Out on the trail, I noticed how clean my cockpit was.  No pesky extra cables, and thus giving my cockpit a very clean and tidy appearance.  Riding wise, I was very keen to push my bike to test the fork and rear shock.  I sprinted and bounced and slammed the wheels into every hole and bump I could find.  I bermed and railed every corner in reach, and found none of the old characteristics of the bike.  The bike was reborn, and felt like MY bike.  I can’t quite explain that statement without equating it to having a suit tailored to you by an artisan.  The fork would smash a gap jump and land like I was riding off a pavement.  I could rail hard and push through a berm and the bike stayed balanced.  I could brake hard facing downhill without the rear wheel lifting.  After riding myself to exhaustion, I went home.

On arriving home, I got off the bike and just starred at the machine.  I suppose I was looking for answers.  The facts were, the rear end stuck like Velcro to the terrain and never fluttered or packed down.  The fork isolated so much of the terrain from my hands and steered so positively.  The fork seemed way too soft to start off, but it was so plush out on the trail, and despite jumping and going crazy, I still had more travel left in reserve!

What I can conclude is, it’s been 2 months, and I can tell you that my bike hasn’t skipped a beat since.  It has done 2368km with 37890m of climbing and descending.  The conditions have been super-hot and dry, on powdery dust and rock. I have done 169 hours of riding! I have cleaned the wiper seals with a rag and I store my bike upside down to let the juices flow to the seals to keep them wet for the next ride.  The performance and the behaviour of the bike is just sublime.  Single word adjectives that describe my experience riding this setup: Smooth, Composed, and Balanced.

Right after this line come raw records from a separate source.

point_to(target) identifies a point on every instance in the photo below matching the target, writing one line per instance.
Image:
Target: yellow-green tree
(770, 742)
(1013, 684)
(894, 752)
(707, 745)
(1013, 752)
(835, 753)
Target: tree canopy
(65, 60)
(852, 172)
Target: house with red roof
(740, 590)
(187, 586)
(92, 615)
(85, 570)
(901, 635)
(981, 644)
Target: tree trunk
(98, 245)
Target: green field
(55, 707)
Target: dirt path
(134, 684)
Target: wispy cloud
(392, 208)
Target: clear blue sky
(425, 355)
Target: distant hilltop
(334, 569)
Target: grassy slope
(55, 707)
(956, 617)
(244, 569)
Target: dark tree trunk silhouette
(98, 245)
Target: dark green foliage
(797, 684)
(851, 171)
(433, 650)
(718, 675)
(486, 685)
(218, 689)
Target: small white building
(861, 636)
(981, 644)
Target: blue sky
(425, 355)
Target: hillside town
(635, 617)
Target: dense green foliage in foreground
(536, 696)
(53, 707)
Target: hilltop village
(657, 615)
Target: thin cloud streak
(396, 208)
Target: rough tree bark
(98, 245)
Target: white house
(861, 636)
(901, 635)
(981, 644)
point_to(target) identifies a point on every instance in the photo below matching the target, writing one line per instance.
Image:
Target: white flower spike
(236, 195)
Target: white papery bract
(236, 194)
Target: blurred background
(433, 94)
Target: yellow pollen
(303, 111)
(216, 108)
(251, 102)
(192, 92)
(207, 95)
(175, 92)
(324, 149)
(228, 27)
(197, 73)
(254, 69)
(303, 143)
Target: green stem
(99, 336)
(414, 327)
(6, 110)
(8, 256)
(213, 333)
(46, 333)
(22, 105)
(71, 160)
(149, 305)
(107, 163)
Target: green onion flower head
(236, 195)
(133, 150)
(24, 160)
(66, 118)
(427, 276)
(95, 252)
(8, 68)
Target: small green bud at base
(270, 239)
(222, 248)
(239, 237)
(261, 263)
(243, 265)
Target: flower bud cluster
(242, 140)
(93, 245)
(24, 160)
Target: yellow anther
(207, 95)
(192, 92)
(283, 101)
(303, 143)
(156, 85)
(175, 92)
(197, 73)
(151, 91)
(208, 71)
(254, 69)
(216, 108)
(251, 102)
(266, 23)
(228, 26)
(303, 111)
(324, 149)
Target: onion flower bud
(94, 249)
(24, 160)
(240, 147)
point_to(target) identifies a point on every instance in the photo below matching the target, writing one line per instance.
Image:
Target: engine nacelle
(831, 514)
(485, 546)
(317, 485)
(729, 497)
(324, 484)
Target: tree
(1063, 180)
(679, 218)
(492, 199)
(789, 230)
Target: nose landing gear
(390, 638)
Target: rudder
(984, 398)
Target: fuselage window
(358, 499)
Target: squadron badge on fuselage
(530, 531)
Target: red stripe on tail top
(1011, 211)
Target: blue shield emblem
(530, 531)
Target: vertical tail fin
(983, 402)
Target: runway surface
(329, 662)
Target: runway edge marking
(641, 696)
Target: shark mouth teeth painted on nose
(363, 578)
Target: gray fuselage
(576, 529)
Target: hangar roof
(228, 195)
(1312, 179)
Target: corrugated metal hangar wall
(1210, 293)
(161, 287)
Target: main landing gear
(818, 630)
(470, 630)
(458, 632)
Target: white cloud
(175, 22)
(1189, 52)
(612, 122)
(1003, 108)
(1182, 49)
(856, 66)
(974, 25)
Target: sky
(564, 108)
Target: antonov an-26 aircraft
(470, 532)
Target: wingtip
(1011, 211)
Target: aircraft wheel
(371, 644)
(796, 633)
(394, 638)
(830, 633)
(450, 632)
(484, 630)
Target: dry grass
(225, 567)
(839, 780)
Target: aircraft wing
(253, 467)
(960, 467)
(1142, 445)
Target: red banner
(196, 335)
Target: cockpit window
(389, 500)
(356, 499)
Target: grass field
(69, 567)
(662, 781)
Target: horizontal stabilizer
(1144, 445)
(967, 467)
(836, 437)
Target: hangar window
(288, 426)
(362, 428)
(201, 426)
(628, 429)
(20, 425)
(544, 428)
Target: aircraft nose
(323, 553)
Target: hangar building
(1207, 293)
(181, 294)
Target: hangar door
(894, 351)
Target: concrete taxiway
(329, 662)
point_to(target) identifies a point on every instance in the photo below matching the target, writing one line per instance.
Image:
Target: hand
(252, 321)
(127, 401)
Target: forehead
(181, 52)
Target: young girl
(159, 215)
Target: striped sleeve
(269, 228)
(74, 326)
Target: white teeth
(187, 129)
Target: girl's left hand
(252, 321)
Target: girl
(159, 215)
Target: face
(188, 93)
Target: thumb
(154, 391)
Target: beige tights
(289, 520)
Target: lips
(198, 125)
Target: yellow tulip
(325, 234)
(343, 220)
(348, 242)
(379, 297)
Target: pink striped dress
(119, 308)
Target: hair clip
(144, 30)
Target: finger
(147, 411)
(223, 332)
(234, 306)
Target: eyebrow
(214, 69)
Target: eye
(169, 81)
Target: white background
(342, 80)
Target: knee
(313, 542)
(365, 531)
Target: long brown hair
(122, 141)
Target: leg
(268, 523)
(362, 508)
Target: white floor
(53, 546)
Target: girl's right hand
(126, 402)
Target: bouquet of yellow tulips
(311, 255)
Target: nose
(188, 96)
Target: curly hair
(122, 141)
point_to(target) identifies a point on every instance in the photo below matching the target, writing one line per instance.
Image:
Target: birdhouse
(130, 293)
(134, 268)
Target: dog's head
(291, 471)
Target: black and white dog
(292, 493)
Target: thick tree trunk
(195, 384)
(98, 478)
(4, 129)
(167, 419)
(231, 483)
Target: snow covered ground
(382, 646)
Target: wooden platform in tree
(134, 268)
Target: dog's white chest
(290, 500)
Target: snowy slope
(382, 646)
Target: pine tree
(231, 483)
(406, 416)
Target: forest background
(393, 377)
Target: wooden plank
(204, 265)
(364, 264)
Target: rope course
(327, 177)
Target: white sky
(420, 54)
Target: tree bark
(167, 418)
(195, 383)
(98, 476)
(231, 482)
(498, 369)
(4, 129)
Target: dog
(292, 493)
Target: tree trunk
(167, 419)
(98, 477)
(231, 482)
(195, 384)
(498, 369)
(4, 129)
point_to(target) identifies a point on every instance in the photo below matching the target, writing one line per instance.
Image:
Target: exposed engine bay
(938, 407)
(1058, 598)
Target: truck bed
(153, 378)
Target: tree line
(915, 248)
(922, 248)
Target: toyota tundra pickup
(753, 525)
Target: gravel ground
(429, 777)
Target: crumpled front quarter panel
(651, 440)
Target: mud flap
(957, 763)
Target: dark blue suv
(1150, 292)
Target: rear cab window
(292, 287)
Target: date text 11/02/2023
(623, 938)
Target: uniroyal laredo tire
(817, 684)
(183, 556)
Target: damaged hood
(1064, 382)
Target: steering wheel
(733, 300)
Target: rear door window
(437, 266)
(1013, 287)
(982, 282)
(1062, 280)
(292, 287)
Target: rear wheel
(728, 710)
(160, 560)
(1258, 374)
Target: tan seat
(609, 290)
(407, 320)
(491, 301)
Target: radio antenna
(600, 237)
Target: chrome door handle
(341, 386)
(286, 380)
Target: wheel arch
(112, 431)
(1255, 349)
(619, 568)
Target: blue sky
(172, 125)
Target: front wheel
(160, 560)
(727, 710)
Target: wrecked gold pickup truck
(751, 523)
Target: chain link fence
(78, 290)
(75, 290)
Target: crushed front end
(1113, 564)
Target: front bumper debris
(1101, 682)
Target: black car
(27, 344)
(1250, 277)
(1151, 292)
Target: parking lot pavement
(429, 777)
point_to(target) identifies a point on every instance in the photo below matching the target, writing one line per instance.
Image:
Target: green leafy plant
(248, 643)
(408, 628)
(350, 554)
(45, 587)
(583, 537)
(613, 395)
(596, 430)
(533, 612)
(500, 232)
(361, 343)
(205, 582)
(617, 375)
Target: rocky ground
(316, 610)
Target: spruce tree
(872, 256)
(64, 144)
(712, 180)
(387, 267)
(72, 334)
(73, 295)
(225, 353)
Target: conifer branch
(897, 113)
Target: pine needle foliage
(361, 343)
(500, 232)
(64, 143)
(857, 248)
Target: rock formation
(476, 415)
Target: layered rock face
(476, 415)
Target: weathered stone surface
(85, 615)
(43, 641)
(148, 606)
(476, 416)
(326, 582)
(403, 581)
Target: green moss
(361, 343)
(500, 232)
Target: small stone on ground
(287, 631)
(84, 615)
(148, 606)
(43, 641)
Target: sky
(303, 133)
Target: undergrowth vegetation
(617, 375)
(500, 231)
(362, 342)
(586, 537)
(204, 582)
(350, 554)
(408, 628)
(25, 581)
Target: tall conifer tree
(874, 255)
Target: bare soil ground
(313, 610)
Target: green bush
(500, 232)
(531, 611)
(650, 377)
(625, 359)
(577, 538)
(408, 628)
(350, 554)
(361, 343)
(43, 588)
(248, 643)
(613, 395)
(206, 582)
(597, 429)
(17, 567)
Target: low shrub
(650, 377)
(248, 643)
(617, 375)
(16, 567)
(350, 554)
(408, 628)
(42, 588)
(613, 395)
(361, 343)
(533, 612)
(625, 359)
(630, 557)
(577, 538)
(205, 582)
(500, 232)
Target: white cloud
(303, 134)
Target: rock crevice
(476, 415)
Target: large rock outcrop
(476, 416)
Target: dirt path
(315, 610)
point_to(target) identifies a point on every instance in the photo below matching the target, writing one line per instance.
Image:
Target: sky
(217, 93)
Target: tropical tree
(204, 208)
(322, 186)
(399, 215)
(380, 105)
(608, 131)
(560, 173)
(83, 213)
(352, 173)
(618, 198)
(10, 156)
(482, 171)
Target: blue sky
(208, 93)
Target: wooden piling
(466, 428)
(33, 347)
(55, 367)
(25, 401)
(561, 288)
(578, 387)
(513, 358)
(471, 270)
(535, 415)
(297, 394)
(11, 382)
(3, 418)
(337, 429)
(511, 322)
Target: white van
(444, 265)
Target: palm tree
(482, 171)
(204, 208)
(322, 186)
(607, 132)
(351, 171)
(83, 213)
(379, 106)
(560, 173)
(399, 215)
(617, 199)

Why should you have your current shock tuned by Robbie’s Bicycle Concept? Robbie has years of riding experience, I mean since MTB hit South Africa, and he has ridden every type of fork invented.  He has pinned it and binned it in every MTB discipline you can imagine, including observed trials, DH, Dual Slalom and XC.  Robbie brings years of riding knowledge together with years of running a bike shop, designing bikes and bike parts for the overseas market and companies, he consults to engineers and factories in the industry and has spent time with PUSH Industries to learn specifically how to get the most out of each shock.  Robbie in a word is a guru.  How Robbie can help you is simple, take your fork or shock in for a simple standard service and you’ll get it back better than you sent it in.  More than though RBC can tune your suspension for you to get the most out of your bike.  Most of you are the “Average” weight (80kg) which is how the “factory tune” is, but this doesn’t take in consideration terrain which they also “guestimate” so what you end up with is a fork that works for 50% of the Average people, and let’s not forget riding style that also effects your suspension setup.  RBC will ask you questions about where you ride, how you ride, tyre pressures and all sorts of things to get clues and a bigger picture of how you ride.  He even has an electronic shock setup gadget to attach to the front and rear shocks to suggest how to dial in your suspension even more!  RBC has decked out their workshop to look after suspension in a drool worthy fashion, having spent R300 00 on the suspension servicing specific tools ONLY.  Which is the upper level in his workshop, downstairs has an equal spend of standard bike repair tools all set out as tidy as you can imagine.